The step is part of the broader Air Quality Plan that the government released with the aim of reducing dangerous pollutants in the air, which is especially dangerous in the city centres. The Clean Air Zones can come in two kinds – non-charging and charging.
In a non-charging zone, the focus is on improving air quality but without charging drivers. Efforts will go to things like retrofitting vehicles to reduce pollution and to change traffic flow to spot areas where vehicles are stationary for extended periods. In a charging zone, like the one in London, drivers will have to pay to enter it with their vehicles if they meet a particular environmental standard.
The plan announced by the city council in Birmingham involves charging drivers of higher polluting vehicles to use the city centre within the A450 middle ring road. The charge will be introduced in January 2020 with the aim of discouraging drivers of the most polluting cars from driving around the city centre.
The move comes as an estimated 900 people a year die in the city prematurely due to the problems created by pollution. It also ties in with the government’s plans to develop these clean air zones in major cities.
Opposition to the plan
Opponents to the project were quick to point out that the move would likely hit the poorest the most – people who can’t afford to buy newer, less polluting cars. There is also concern about the impact for small businesses in and around the city centre who cannot afford to buy new, electric vehicles but need to access the area for their business.
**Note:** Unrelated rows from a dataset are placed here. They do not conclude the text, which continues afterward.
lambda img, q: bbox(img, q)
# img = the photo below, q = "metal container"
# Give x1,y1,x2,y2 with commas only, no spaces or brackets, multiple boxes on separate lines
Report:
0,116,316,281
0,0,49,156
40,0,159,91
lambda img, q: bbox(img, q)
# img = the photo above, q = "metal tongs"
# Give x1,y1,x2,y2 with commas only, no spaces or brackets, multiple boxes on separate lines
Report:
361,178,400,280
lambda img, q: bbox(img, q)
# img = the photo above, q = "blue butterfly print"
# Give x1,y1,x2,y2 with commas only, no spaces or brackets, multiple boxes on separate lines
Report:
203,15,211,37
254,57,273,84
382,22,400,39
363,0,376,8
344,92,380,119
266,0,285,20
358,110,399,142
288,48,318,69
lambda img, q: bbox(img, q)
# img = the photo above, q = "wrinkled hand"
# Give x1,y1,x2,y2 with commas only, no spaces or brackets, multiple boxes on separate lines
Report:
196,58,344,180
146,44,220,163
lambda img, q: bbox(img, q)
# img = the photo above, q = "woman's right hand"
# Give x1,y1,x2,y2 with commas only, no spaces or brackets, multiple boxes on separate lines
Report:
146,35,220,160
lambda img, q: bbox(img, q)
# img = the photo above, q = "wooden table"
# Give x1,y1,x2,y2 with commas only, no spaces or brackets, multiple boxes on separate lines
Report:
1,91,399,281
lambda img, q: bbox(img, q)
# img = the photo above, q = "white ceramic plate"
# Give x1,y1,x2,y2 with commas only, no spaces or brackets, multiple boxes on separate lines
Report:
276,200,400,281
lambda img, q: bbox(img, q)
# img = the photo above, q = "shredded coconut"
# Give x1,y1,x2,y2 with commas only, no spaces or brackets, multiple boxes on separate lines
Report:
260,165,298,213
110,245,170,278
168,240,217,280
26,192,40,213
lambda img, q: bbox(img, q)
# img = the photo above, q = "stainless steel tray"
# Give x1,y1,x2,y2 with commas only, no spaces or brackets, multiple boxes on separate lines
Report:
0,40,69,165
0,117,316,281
Others point out that moving the pollution from the city centre to other areas simply moves the problem and doesn’t solve it. So while the city centre may be pollution free, surrounding areas could become much more polluted. Moving the pollution around does nothing for the environment. By merely taking the pollution and spreading it out over a wider area you are surely reducing the environmentally friendly plans aim to move it and make it someone else’s issue. Surely a better thought would be to reduce the cost of public transport and increase the efficiency to allow people to access the city centres for less money and reduce emissions.
Problems for businesses
As the government plans to roll out the scheme to more places around the country, it seems few of us, including companies, are aware of the changes that are coming. One poll by YouGov found that 40% of small and medium businesses that they spoke to have no idea that the Clean Air Zone scheme was being rolled out.
Also, 38% had no idea that their vehicles wouldn’t meet the new standards and could see them charged anywhere from £12.50 to £100 to drive within the clean air zones. The survey was carried out by the British Vehicle Rental and Leasing Association (BVLRA) whose chief executive Gerry Keaney said that results showed more awareness is needed for people to understand what the new zones would mean for them.
Do clean air zones work?
The other big question with the idea is whether the clean air zones work at all. People are concerned about moving pollution from one area to other or just not solving the problem in the way that was expected.
However, there is evidence that the clean air zones do work. One study of a low emissions only zone in Germany found that there were significant reductions in the particular matter in the air in these zones – this is the stuff that causes health problems. Moreover, research in London after five years of the clean air zone found that levels had fallen 2.5-3.1% compared with just 1% outside the zone.
There is less evidence that levels of oxides of nitrogen (NOx) are reduced inside the zones. These are also connected to health problems and are created particularly by diesel vehicles. However, experts believe this is more to do with the diesel emissions scandal than anything – the cars emitted more NOx than they thought when doing their testing.
Cleaning up the city
In Birmingham, the levels of pollutants are much higher in specific areas than the recommended 40 micrograms per cubic metre. The pollutants are particularly harsh on the lungs of children as they are still developing. So the clean air zones are seen as a way to reduce the pollution and help make us all healthier – but help may be needed for businesses who have to use these areas and could face extremely high costs.